Sur quelle base ? par quelle connaissance ? par quel Acte mental ce Pouvoir est-il accompli ? Ce vers le montre. Sens de fruit ; un vers.

3. Par là, il est perpétuellement dans les Stations Brahmiques, saintes, divines, incomparables, sublimes ; dans les régions où il va, il honore les Bouddhas et il mène les créatures à la pureté. Il montre le triple fruit du Pouvoir : personnellement, il est dans une Station de bonheur saint, etc., sans pareil, élevé ; et passant dans d’autres mondes, il honore les Bouddhas et il purifie les créatures.

Quatre vers sur le Sens d’Acte, qui est sextuple. Et d’abord l’acte de voir et l’acte de montrer ; un vers.

4. Les mondes, avec les créatures, avec les Créations et les Destructions Périodiques, il les voit tous comme une Illusion, et il les montre à son gré, par des procédés variés, car il a les Maîtrises[2].

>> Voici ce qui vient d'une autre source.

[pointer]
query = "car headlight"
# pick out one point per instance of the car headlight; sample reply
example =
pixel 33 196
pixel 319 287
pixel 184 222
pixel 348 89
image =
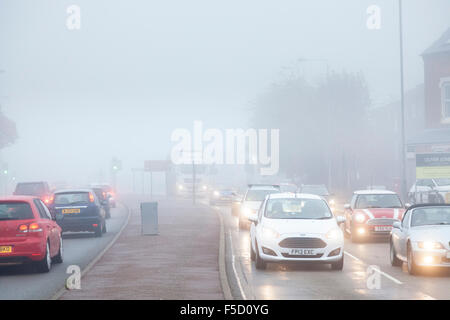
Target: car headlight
pixel 247 211
pixel 334 234
pixel 269 234
pixel 360 218
pixel 429 245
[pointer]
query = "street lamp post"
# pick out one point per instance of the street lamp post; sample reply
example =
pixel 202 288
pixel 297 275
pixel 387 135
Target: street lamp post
pixel 402 105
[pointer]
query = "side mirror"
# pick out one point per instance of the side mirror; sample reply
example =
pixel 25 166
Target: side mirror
pixel 253 218
pixel 340 219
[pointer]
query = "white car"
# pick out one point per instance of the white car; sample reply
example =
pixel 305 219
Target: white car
pixel 294 227
pixel 422 239
pixel 252 201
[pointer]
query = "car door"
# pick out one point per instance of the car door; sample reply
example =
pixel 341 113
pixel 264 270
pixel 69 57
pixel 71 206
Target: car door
pixel 403 234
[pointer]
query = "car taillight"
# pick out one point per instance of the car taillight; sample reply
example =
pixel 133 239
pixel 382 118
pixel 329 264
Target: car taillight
pixel 23 228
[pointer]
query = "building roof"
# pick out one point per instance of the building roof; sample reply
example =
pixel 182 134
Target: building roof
pixel 431 136
pixel 439 46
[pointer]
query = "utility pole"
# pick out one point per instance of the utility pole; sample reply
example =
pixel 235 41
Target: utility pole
pixel 402 105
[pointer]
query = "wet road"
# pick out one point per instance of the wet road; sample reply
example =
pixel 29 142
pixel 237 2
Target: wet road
pixel 21 282
pixel 356 281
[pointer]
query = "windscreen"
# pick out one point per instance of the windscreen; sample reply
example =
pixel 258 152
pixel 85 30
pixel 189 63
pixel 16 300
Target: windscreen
pixel 297 209
pixel 15 211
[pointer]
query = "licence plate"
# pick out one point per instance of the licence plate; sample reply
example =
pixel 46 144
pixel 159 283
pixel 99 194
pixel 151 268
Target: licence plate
pixel 5 249
pixel 382 228
pixel 302 252
pixel 68 211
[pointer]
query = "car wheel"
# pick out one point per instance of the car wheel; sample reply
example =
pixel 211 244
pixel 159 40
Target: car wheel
pixel 59 257
pixel 412 267
pixel 99 231
pixel 260 264
pixel 339 265
pixel 252 252
pixel 45 264
pixel 395 262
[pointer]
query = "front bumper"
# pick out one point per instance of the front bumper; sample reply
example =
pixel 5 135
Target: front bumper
pixel 332 252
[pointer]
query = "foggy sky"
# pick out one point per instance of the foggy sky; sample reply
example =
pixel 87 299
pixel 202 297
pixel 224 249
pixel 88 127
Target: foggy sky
pixel 139 69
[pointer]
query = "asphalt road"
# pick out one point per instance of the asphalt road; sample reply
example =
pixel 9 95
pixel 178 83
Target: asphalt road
pixel 21 282
pixel 356 281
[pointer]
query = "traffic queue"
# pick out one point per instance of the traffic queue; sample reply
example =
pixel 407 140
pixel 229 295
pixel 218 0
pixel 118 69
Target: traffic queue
pixel 302 225
pixel 34 218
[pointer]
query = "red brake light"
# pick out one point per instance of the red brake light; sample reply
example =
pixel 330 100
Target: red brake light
pixel 34 227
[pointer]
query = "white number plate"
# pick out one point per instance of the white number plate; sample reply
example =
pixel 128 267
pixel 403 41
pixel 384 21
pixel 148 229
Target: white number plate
pixel 302 252
pixel 383 228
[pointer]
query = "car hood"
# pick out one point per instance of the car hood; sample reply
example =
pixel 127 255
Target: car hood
pixel 252 204
pixel 382 213
pixel 431 233
pixel 305 226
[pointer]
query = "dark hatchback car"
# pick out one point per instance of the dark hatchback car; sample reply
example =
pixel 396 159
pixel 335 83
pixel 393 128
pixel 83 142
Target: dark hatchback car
pixel 79 210
pixel 38 189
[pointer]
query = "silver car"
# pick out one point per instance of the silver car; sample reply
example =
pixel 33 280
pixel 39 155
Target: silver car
pixel 422 238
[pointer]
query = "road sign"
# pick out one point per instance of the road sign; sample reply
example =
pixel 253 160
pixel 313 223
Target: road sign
pixel 156 165
pixel 432 165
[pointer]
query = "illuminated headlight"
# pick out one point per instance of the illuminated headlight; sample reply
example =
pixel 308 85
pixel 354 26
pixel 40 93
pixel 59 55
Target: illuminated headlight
pixel 334 234
pixel 360 218
pixel 247 211
pixel 429 245
pixel 269 234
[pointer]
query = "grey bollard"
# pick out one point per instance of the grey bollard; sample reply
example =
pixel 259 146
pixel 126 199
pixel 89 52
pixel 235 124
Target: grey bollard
pixel 149 218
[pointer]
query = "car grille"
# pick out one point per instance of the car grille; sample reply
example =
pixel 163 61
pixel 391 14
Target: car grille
pixel 309 243
pixel 316 256
pixel 381 222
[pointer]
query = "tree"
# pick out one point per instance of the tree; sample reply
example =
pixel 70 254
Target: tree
pixel 8 132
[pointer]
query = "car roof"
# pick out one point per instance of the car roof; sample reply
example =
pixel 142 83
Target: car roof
pixel 291 195
pixel 18 198
pixel 72 190
pixel 374 192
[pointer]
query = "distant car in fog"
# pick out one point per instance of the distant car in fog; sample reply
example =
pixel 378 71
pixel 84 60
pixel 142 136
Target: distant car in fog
pixel 319 190
pixel 422 238
pixel 430 191
pixel 221 197
pixel 255 195
pixel 28 233
pixel 39 189
pixel 372 213
pixel 79 210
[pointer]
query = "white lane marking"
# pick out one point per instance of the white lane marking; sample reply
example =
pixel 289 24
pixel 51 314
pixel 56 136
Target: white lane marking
pixel 377 270
pixel 233 264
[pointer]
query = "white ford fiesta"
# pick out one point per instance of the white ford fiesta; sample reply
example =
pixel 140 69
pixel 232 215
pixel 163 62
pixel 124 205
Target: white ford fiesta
pixel 293 227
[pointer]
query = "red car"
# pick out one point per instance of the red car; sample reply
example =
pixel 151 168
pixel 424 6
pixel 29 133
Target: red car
pixel 28 233
pixel 372 213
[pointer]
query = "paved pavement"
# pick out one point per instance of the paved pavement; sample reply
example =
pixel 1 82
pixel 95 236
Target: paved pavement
pixel 286 282
pixel 21 282
pixel 179 263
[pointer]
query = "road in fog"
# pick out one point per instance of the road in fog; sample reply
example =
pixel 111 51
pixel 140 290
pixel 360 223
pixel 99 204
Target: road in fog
pixel 319 281
pixel 19 282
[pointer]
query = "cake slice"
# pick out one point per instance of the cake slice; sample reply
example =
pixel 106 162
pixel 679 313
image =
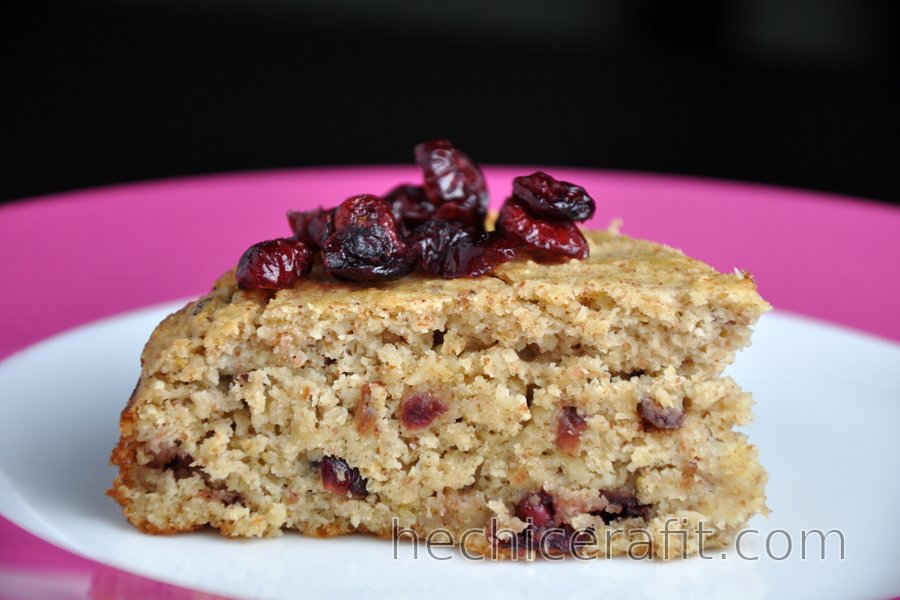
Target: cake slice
pixel 544 403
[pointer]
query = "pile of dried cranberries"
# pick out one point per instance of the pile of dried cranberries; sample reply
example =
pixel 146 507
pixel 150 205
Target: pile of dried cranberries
pixel 438 227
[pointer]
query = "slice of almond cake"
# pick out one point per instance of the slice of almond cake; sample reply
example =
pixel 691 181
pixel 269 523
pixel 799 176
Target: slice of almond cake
pixel 570 399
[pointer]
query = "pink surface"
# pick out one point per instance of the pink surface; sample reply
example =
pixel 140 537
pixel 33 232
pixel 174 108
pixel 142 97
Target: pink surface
pixel 77 257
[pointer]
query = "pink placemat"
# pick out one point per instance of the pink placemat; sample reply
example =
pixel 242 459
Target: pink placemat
pixel 73 258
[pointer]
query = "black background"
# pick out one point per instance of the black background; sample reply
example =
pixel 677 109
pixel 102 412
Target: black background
pixel 799 93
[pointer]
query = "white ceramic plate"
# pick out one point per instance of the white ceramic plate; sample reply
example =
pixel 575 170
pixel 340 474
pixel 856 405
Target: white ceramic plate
pixel 827 425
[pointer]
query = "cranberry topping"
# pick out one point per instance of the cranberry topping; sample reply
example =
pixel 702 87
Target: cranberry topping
pixel 472 256
pixel 311 227
pixel 439 226
pixel 410 205
pixel 656 416
pixel 556 237
pixel 366 254
pixel 339 478
pixel 431 241
pixel 569 425
pixel 419 409
pixel 621 504
pixel 362 211
pixel 452 177
pixel 544 196
pixel 365 245
pixel 274 264
pixel 536 509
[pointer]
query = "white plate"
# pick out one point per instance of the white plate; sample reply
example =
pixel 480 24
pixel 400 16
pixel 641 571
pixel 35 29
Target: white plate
pixel 828 412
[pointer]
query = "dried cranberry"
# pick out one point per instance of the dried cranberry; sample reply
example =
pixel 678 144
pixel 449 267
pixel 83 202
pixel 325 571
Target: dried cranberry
pixel 569 425
pixel 339 478
pixel 556 237
pixel 451 176
pixel 274 264
pixel 410 205
pixel 430 242
pixel 621 504
pixel 370 253
pixel 418 410
pixel 472 256
pixel 544 196
pixel 655 416
pixel 364 210
pixel 537 509
pixel 451 211
pixel 556 541
pixel 312 226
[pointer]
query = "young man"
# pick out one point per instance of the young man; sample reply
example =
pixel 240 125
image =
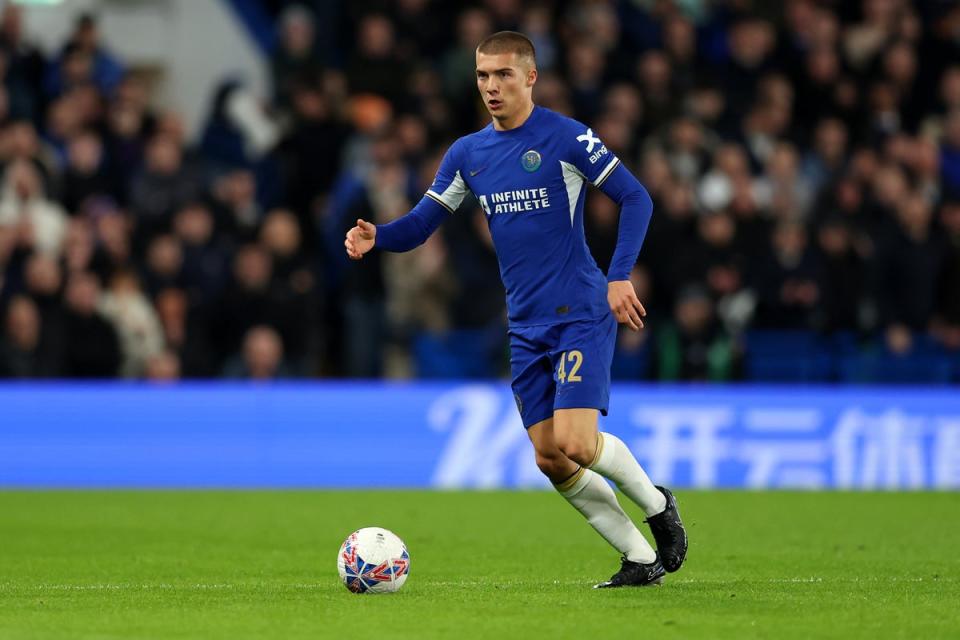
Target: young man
pixel 527 169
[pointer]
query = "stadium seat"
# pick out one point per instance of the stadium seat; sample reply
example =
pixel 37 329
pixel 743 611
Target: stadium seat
pixel 458 354
pixel 926 363
pixel 632 365
pixel 787 356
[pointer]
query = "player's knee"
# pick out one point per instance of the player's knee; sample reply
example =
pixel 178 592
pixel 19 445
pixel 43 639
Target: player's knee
pixel 551 464
pixel 574 446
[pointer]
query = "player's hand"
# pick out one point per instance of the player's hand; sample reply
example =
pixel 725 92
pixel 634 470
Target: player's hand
pixel 360 239
pixel 625 305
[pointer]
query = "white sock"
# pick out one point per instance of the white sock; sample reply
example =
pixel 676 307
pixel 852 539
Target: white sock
pixel 592 496
pixel 614 461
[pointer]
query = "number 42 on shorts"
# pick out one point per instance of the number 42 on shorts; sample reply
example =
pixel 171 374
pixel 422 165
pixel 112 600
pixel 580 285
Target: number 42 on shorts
pixel 575 359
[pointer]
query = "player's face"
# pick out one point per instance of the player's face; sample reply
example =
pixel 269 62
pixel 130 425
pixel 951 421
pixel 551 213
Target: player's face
pixel 506 86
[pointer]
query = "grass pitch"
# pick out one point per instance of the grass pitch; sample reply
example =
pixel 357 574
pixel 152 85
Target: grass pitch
pixel 85 565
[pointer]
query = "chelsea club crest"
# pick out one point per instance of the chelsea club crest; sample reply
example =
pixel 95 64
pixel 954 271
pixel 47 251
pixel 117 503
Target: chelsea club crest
pixel 530 161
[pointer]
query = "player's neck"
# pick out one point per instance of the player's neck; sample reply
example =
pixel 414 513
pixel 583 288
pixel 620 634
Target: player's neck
pixel 517 121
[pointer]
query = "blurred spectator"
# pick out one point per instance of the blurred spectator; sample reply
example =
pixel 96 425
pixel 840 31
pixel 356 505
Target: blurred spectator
pixel 185 335
pixel 311 155
pixel 841 278
pixel 20 352
pixel 261 357
pixel 163 185
pixel 24 63
pixel 24 205
pixel 135 321
pixel 84 59
pixel 296 55
pixel 253 298
pixel 375 66
pixel 91 346
pixel 693 346
pixel 947 313
pixel 163 367
pixel 787 291
pixel 86 174
pixel 908 261
pixel 204 269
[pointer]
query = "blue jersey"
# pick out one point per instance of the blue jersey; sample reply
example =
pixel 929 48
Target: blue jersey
pixel 530 182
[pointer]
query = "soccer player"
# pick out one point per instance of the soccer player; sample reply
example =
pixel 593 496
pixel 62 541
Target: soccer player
pixel 527 169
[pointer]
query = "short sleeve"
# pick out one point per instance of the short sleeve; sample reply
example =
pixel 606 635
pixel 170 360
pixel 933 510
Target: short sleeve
pixel 588 153
pixel 449 188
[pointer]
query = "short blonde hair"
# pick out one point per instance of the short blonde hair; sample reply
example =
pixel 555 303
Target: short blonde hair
pixel 509 42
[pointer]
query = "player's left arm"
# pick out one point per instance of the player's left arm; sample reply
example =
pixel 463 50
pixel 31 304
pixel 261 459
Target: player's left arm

Lui-même il voit que tous les mondes, avec les créatures, avec les Créations et les Destructions Périodiques, sont pareils à une Illusion ; et il le montre aux autres comme il le veut, et par des procédés différents et variés, soit qu’il fasse trembler ou qu’il enflamme, etc. Puisqu’il a les dix Maîtrises, comme elles sont énoncées dans le Daça-Bhûmika, à la huitième Terre.

Acte de rayonnement ; un vers.

5. En émettant des rayons, il fait passer au Ciel les habitants des Enfers, si rudement souffrants ; en faisant trembler les demeures du Démon, embellies de hauts palais volants, il les épouvante, et le Démon avec elles.

Il montre le double acte du rayonnement ; en donnant la Limpidité[3] à ceux qui sont allés renaître aux Enfers, il les fait renaître au Ciel ; et il effraie en les secouant les demeures du Démon avec le Démon lui-même.

Acte d’amusement ; un vers.

6. Il exhibe l’amusement sans mesure de l’Union, au milieu de la compagnie capitale ; il accomplit en tout temps le Sens des créatures par les Métamorphoses d’acte, de naissance, d’ordre supérieur.

Il exhibe l’amusement de l’Union sans mesure au milieu du cercle des assemblées des Bouddhas ; et il exécute constamment le Sens des créatures par une triple Métamorphose. La triple Métamorphose, c’est la Métamorphose des Arts et Métiers ; la Métamorphose des Renaissances à volonté, en rapport avec les Disciplinables ; la Métamorphose d’ordre supérieur, qui est la résidence dans le ciel Tuṣita, etc.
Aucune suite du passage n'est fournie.